Wednesday, September 28, 2005

A Public Service Announcement (With Guitar)

Stolen from Dooey.

Also, I don't believe in cuts. I don't post enough as it is; the last thing I want to do is make the front page shorter. Or something like that. It could be that I'm just lazy. Typing out a link takes the wind out of me. Shut up.

My comments (everyone loves an editorial) are italicized. God, I hate HTML.

[ ] I’ve run away from home.
[X] I listen to political music.
[ ] I collect comic books.
[X] I shut others out when I’m sad.
[ ] I open up to others easily.
[X] I am keeping a secret from the world.
[X] I watch the news.
[ ] I own over 5 rap CDs.
[X] I own an I-Pod.
[X] I own something from Hot Topic.
[X] I love Disney movies. I cry during the mother song in Dumbo every time.
[X] I am a sucker for hair/eyes.
[X] I don’t kill bugs. I feel bad even when Louise, my Venus flytrap, catches something.
[X] I curse regularly. I'm sorry, "Jesusfucker" is just a great word.
[ ] I paid for that cell phone ringtone.
[ ] I have “x"s in my screen name.
[ ] I’ve slipped out a “lol” in a real conversation.
[ ] I love Spam.
[X] I bake well. Snickerdoodles are my specialty.
[X] I would wear pajamas to school.
[ ] I own something from Abercrombie
[X] I have a job.
[ ] I love Martha Stewart.
[X] I am in love with someone. Being in love is totally punk rock.
[ ] I am guilty of tYpInG lIkE tHiS.
[X] I am self conscious.
[X] I like to laugh.
[ ] I smoke a pack a day.
[ ] I loved Go Ask Alice.
[X] I have cough drops when I’m not sick.
[ ] I can’t swallow pills.
[X] I have many scars.
[X] I’ve been out of this country.
[X] I believe in ghosts.
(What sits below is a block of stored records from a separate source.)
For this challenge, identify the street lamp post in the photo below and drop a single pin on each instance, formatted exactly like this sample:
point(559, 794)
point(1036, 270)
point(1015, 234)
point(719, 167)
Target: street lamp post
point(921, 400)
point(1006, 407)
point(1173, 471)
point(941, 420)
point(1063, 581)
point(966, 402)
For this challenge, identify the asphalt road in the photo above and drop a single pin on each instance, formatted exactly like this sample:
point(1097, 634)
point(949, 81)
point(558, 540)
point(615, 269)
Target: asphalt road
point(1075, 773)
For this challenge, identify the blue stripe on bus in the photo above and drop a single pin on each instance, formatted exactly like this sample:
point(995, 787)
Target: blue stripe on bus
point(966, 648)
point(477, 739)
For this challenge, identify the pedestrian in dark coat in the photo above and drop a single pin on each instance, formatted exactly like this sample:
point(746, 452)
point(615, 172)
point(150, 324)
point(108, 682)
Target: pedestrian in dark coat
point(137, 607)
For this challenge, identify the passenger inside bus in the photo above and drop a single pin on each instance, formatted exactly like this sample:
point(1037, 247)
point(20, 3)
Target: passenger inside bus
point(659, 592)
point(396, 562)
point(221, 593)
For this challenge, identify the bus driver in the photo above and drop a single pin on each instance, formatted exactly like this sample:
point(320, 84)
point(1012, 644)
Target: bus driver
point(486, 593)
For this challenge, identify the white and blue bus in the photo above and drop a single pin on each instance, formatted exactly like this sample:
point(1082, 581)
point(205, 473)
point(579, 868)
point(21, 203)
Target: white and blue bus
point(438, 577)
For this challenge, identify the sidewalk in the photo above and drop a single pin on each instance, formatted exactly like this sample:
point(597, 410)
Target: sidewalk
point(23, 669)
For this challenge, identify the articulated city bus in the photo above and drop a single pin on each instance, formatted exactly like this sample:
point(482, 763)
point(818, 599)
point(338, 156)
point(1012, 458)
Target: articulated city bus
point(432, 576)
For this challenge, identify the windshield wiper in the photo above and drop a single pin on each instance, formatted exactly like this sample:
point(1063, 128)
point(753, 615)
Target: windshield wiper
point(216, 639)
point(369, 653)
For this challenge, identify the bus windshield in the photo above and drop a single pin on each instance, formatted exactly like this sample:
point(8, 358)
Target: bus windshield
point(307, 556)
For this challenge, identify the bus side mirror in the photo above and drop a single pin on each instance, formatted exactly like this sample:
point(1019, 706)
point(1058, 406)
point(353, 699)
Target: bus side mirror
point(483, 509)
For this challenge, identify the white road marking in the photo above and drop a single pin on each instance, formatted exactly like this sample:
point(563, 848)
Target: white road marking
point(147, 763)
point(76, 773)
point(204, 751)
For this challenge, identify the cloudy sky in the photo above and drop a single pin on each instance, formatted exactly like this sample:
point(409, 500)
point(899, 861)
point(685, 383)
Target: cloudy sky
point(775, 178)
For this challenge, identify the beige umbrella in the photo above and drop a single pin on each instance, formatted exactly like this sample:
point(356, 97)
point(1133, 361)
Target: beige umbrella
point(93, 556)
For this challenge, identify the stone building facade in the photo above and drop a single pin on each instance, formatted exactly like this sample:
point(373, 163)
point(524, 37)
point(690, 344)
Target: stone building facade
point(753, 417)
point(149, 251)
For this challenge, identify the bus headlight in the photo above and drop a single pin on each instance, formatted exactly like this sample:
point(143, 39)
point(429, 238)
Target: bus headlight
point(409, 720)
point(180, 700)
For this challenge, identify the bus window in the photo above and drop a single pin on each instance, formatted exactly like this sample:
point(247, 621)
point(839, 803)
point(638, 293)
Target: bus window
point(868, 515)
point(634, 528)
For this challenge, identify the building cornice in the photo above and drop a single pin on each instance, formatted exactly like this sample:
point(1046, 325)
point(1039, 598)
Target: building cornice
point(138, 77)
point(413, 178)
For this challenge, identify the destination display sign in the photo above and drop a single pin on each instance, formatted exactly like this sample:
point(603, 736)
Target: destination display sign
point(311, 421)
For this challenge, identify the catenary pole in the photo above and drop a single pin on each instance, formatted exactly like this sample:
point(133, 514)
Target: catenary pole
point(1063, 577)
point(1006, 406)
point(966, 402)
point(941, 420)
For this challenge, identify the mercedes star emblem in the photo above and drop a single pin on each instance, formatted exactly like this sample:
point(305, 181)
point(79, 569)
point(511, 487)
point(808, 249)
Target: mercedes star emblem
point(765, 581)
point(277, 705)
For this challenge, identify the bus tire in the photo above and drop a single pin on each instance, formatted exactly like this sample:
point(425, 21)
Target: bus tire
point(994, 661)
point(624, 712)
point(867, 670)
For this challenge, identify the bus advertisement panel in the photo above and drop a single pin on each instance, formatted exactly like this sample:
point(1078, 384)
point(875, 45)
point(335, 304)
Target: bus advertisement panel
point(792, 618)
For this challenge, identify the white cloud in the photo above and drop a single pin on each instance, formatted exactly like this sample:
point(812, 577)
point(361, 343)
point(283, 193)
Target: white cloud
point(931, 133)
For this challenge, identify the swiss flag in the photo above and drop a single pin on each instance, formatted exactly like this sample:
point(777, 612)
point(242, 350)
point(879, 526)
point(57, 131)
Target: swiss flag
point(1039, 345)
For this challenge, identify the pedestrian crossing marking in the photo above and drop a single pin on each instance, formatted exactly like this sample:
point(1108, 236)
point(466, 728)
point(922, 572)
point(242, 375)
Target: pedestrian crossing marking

I'll swear up and down that my house is haunted.
[ ] I can’t sleep if there is a spider in the room.
[X] I am really ticklish.
[ ] I see/have seen a therapist.
[X] I love chocolate.
[X] I bite my nails.
[ ] I am comfortable with being me.
[X] I play computer games/video games when i’m bored. I fucking love The Sims. And lately, I've been all nostalgic and have gone on a Pokemon kick.
[ ] Gotten lost in your city.
[X] Saw a shooting star.
[X] Gone out in public in your pajamas.
[X] I have kissed a stranger. A little girl named Gracie gave me a kiss-on-the-lips goodbye once.
[X] Hugged a stranger.
[ ] Been in a fight with the same sex.
[ ] Been arrested.
[ ] Laughed and had milk/soda come out of your nose.
[ ] Pushed all the buttons on an elevator.
[ ] Made out in an elevator.
[X] Swore at your parents.
[X] Kicked a guy where it hurts. Accidentally. My boyfriend has taken a knee or two in his time.
[ ] Been skydiving.
[ ] Been bungee jumping.
[X] Broken a bone.
[ ] Played spin the bottle.
[ ] Gotten stitches.
[ ] Drank a whole gallon of milk in one hour. They say it's damn near impossible to do without throwing up.
[X] Bitten someone. There's a running joke at Corporate Pizza Joint about this one. My gay manager is convinced that I was a biter as a child (totally not true--the biter at my day care was named James, and the lady would strap a football helmet to his head to keep us safe). I bite Joe, sometimes, out of affection.
[ ] Been to Niagara Falls.
[X] Gotten the chicken pox.
[X] Crashed into a friend’s car. I blame Jason and Alex and whoever else was in my car at the time. On the bright side, it was Alex's truck, and there was no damage.
[ ] Been to Japan.
[ ] Ridden in a taxi.
[ ] Shoplifted.
[ ] Been fired.
[X] Had feelings for someone who didn’t have them back.
[X] Stole something from your job.
[ ] Gone on a blind date.
[X] Lied to a friend.
[X] Had a crush on a teacher/coach. I was six, and my swimming lessons teacher was a hot Italian guy.
[ ] Celebrated Mardi Gras in New Orleans.
[ ] Been to Europe.
[X] Slept with a co-worker.
[ ] Been married.
[ ] Gotten divorced.
[X] Saw someone dying. A cat.
[X]Driven over 400 miles in one day.
[X] Been to Canada.
[ ] Been on a plane.
[X] Seen the Rocky Horror Picture Show.
[ ] Thrown up in a bar.
[ ] Eaten Sushi.
[ ] Been snowboarding.
[ ] Been skiing.
[ ] Been ice skating.
[X] Met someone in person from the internet.
[ ] Been to a motorcross show.
[X] Gone/Going to college.
[ ] Done hard drugs
[X] Taken painkillers. So very allergic to codeine. As you know, found that one out the hard way.
[ ] Cheated on someone else
[ ] Have a tattoo

Wednesday, September 21, 2005

She's Not a Kid, She's a Girl

Well, I tried to wish Dooey a happy birthday, but her comment system seems convinced that I don't possess the ability to correctly type "social74."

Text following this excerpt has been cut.